The next generation of News Aggregators should use Bayesian-style filtering to allow a user to indicate what kind of stories they like. Possibly even sorting them out by categories, because you may not be able to capture my preferences in a single filter.

This is not a new idea any more then Bayesian email filtering is, but perhaps the focus it has received in the email filtering role will encourage people to recognize its power in other applications as well.

There are some interesting complications that arise: You probably still want to have the aggregator display all of your featured channels, but have the Bayesian filter cast a wider net and select out the best articles from 200 or 300 channels that you would not want to read all of. In other words, have the Bayes-filtered channels be in addition to current channel selection mechanisms, not in place of. This also makes the bandwidth considerations more importent, because if there's anything worse then being slammed by aggregators, its having most of them discard the content before showing it to a user.

One possible bandwidth answers is to allow semi-centralized servers to receive many people's filter specifications (which if transmitted efficiently need not be that large, on the order of 100KB to 1MB), and have the semi-centralized server run the filter on a wide variety of channels that only it subscribes to, and send the stories directly back to the users it is proxying for. There's no reason that desktop aggregators can't set this up on an ad-hoc basis, within their own software groupings. (While you're at it you can do some of the more conventional caching schemes that have already been proposed elsewhere.)

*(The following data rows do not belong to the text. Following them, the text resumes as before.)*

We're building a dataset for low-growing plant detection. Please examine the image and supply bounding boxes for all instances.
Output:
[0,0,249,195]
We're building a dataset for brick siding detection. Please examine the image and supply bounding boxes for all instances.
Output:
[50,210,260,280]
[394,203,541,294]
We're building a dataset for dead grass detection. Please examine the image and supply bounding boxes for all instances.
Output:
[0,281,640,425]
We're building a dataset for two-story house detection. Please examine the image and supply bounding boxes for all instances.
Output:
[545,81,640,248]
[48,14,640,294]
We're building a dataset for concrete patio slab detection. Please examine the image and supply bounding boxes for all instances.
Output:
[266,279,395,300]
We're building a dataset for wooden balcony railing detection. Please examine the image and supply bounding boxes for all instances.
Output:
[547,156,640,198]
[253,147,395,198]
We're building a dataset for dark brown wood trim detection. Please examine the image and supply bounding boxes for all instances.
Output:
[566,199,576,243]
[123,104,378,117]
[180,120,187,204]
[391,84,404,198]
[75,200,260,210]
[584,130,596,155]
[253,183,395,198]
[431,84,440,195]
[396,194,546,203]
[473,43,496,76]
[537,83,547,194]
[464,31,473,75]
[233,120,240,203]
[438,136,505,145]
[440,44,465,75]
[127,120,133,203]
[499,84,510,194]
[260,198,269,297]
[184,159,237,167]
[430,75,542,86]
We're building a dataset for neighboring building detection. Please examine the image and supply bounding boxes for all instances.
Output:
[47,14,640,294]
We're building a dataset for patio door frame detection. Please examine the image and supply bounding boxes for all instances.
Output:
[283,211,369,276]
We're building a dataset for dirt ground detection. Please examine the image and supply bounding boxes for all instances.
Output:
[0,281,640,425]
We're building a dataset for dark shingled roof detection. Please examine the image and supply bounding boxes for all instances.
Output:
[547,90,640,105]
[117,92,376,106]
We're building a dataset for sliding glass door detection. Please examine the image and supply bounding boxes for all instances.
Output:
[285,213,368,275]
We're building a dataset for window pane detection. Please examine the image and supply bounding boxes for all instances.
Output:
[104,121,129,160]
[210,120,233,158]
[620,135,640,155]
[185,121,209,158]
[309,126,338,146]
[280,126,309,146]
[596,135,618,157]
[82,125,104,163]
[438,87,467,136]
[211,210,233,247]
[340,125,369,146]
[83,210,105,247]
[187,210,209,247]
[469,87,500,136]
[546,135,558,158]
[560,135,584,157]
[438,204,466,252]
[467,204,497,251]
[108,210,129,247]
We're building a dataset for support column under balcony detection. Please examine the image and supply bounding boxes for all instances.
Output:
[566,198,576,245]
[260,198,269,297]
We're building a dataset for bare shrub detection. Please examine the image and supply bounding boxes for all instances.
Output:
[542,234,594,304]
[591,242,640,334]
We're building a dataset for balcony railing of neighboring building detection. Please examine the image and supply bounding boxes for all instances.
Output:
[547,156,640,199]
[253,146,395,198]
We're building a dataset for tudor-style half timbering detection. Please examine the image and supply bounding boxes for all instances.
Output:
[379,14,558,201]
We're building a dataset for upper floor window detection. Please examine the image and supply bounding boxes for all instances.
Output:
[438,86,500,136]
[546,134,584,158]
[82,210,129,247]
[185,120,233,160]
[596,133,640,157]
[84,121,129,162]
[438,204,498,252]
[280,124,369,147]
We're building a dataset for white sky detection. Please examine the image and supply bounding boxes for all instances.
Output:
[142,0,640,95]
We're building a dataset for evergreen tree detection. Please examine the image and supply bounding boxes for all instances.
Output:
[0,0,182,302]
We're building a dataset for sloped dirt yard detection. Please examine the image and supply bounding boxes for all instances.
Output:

The best part is that Bayesian filtering can actually work fairly well in this application because unlike spam, the channel writers are not trying to attack and bypass the filters. It's not a hostile environment in that sense.

I'd love to write this but I'm already booked with other personal projects. Do see if you can take Bayesian code from the email filter projects to make it easier; in the case of the code I've examined, there's little or nothing email-specific about the Bayesian code, certainly nothing that would get in the way or be hard to remove if it did.